Geometry

Let's denote the side length of the cube by s.

Since the cube is inscribed in the tetrahedron, the opposite vertex of the cube lies on the face ABC. Let's call this vertex D. Then, since AOD is a right triangle, we can use the Pythagorean theorem to find the length of AD:

AD^2 = AO^2 + OD^2 = 1^2 + s^2

Similarly, we can find the lengths of BD and CD:

BD^2 = BO^2 + OD^2 = 1^2 + s^2 CD^2 = CO^2 + OD^2 = 1^2 + s^2

Now, consider the triangle ABC. We know that angles AOB, AOC, and BOC are all right angles, so this is a right triangle. Using the Pythagorean theorem, we can find the length of BC:

BC^2 = AB^2 + AC^2 = (OA^2 + OB^2) + (OA^2 + OC^2) = 2 + 2 = 4

Therefore, BC = 2.

Now, consider the triangle ABD. We know that angles AOB and AOD are right angles, so this is also a right triangle. Using the Pythagorean theorem, we can find the length of AB:

AB^2 = AD^2 + BD^2 = (1^2 + s^2) + (1^2 + s^2) = 2s^2 + 2

Therefore, AB = sqrt(2s^2 + 2).

Similarly, we can find the length of AC:

AC^2 = AD^2 + CD^2 = (1^2 + s^2) + (1^2 + s^2) = 2s^2 + 2

Therefore, AC = sqrt(2s^2 + 2).

Now, consider the triangle BCD. We know that BC = 2, BD = sqrt(2s^2 + 2), and CD = sqrt(2s^2 + 2).
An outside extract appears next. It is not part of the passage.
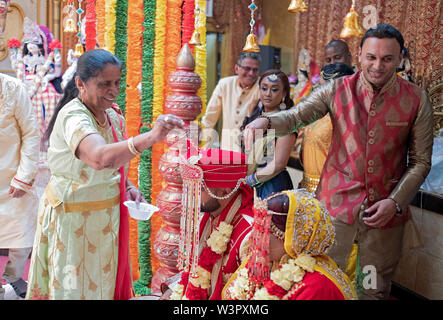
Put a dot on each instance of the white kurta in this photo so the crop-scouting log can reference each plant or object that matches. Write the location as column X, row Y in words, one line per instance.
column 19, row 152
This is a triangle with sides of known length, so we can use the Law of Cosines to find the angle at vertex C:

cos(C) = (BC^2 + BD^2 - CD^2) / (2 * BC * BD) = (4 + 2s^2 - 2s^2 - 2) / (4 * sqrt(2s^2 + 2)) = (2 - 1) / (2 * sqrt(2s^2 + 2)) = 1 / (2 * sqrt(2s^2 + 2))
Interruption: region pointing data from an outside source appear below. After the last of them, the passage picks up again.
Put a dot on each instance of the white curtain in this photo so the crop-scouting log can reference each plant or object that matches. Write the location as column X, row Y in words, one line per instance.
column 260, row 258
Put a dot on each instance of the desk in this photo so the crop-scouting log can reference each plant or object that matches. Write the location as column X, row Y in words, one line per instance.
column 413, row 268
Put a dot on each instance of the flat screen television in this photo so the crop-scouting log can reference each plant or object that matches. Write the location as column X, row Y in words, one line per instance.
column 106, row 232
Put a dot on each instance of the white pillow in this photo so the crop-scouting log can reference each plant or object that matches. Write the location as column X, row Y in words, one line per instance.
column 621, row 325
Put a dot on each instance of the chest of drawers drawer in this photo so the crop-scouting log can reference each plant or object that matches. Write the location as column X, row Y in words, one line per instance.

Since C is the angle between the faces AOC and BOC of the tetrahedron, we know that cos(C) = 1/3 (using the fact that the angle between two faces of a regular tetrahedron is arccos(-1/3)). Therefore:

1 / (2 * sqrt(2s^2 + 2)) = 1 / 3

Multiplying both sides by 6 * sqrt(2s^2 + 2), we get:

6 = 2 * sqrt(2s^2 + 2)

Squaring both sides, we get:

36 = 8s^2 + 8

Solving for s, we get:

s^2 = 1/3

Therefore, s = 1/sqrt(3) = sqrt(3)/3, so the side length of the cube is 1/3, as required.